Department of Biological Sciences at Carnegie Mellon University
How does variation in gene expression contribute to phenotypic diversity and disease? Gene expression involves transcription of DNA into mRNA, alternative splicing of mRNA, translation of mRNA into proteins, and regulation of mRNA and protein levels through turnover pathways. Research in the McManus lab focuses on understanding mechanisms that regulate mRNA translation, and how variation in RNA sequences and structures affects protein production. Our lab develops and employs novel high-throughput assay systems to identify RNA cis-regulatory elements and structures, and then quantitate their impact on mRNA translation using massively parallel reporter systems. We computationally mine the resulting data to distill features and develop models that predict the functions of mRNA transcript leaders. Our work addresses two major questions regarding translational control.

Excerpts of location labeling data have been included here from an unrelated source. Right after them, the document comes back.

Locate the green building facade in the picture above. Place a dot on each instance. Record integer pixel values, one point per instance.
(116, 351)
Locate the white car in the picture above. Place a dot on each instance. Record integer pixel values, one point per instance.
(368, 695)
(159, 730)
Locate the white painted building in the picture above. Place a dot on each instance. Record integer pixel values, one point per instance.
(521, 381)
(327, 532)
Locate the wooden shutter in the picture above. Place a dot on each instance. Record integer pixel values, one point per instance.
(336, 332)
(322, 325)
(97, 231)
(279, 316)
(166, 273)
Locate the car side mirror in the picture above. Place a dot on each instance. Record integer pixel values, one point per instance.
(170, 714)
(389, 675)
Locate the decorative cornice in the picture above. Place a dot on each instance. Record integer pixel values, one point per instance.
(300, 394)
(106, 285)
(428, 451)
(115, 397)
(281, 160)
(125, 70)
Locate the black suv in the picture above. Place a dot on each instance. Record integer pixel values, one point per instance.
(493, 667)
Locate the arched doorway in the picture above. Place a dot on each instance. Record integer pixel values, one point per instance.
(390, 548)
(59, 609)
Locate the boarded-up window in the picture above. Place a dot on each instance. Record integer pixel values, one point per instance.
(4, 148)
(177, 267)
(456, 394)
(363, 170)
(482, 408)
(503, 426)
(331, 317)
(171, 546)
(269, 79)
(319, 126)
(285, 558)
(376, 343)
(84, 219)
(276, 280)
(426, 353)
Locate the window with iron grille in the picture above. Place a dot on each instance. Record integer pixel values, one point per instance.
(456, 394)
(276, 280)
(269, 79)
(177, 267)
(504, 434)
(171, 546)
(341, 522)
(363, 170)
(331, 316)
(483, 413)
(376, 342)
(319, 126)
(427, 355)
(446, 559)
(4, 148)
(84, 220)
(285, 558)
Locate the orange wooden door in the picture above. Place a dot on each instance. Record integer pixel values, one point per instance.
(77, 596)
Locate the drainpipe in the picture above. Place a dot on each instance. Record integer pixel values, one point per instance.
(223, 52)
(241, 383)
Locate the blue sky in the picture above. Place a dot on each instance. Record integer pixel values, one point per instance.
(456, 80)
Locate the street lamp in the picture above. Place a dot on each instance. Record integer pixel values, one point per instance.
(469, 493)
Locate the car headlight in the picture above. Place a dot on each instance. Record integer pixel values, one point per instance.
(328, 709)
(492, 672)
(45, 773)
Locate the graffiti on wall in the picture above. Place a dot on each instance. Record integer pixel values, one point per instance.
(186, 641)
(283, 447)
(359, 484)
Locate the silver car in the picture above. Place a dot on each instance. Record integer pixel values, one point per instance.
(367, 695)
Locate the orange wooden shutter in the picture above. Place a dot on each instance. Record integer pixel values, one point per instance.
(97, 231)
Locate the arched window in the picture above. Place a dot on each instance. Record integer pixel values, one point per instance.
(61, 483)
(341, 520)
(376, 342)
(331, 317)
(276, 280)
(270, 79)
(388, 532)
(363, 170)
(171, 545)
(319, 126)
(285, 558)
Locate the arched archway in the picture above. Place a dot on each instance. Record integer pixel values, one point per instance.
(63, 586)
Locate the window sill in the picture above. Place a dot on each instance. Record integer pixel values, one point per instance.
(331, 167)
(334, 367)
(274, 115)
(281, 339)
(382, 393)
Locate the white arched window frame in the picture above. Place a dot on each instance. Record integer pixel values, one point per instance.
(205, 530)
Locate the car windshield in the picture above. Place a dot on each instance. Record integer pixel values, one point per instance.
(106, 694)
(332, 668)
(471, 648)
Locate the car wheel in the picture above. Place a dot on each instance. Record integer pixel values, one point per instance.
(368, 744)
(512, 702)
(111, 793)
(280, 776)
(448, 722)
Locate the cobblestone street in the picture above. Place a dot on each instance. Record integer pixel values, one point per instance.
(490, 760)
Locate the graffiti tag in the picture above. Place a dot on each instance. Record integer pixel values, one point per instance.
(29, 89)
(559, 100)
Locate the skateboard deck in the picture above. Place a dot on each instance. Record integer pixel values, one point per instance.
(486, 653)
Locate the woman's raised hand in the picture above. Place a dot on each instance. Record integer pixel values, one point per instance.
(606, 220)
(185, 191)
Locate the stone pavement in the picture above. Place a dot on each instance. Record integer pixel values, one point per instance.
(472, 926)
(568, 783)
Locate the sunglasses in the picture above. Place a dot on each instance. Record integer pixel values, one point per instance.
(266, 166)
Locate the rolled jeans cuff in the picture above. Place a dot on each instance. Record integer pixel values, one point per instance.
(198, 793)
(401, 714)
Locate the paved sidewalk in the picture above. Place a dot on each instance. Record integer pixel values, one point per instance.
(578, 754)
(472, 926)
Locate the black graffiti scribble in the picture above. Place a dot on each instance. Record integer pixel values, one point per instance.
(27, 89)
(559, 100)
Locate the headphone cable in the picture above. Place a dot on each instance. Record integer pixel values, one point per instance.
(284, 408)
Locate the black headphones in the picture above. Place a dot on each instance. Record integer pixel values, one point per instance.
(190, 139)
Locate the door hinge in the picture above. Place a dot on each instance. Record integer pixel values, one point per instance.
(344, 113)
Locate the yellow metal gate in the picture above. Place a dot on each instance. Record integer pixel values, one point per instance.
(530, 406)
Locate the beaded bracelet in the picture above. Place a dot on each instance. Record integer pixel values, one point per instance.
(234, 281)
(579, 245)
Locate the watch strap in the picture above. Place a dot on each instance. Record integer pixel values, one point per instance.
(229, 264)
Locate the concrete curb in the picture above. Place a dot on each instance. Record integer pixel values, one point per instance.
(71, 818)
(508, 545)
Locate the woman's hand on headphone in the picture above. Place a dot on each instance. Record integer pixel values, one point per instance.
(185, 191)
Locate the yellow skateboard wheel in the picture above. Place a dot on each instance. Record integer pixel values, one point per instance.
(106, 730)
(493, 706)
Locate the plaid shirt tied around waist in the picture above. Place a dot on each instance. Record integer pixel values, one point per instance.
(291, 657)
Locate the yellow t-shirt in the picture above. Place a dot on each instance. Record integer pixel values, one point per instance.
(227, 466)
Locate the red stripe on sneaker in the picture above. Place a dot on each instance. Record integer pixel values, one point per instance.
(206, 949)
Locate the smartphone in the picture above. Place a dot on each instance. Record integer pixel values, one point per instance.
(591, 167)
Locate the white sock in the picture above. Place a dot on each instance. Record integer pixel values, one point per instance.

1. How do uORFs control translation? Upstream Open Reading Frames (uORFs) are short open reading frames found in mRNA transcript leaders that regulate mRNA translation and stability in eukaryotes. These fascinating regulatory elements control Intriguingly, many uORFs initiate at non-AUG (“near-cognate”) start codons (e.g. UUG). We use quantitative analysis of ribosome profiling to identify candidate uORFs in the yeast Saccharomyces cerevisiae and its sister species. This footprinting technique identifies the locations on ribosomes on mRNA genome wide. By computationally assessing the resulting profiles of ribosome occupancy, we have predicted thousands of candidate uORFs in three Saccharomyces species. To test their functions, we have developed massively parallel reporter assays that quantitate the regulatory impacts of thousands of uORFs simultaneously. We use the resulting data to build computational models that predict uORF functions.
2. How is translation regulated by a fungal pathogen during infection of a mammalian host? Candida albicans is a deadly fungal pathogen that causes thousands of deaths annually. During infection, the fungal pathogen C. albicans resists numerous stresses imposed by the host immune system, including restriction of heavy metals and exposure to oxidative stress. mRNA translation is highly regulated in response to stress conditions. However, little is known regarding how translational control contributes to virulence. In collaboration with the Mitchell (CMU) and Filler (UCLA) labs, we have developed novel approaches to assay genome-wide changes in mRNA translation during infection in a mouse host. By characterizing the dynamic translatome during infection, we expect to identify novel virulence mechanisms and potential drug targets.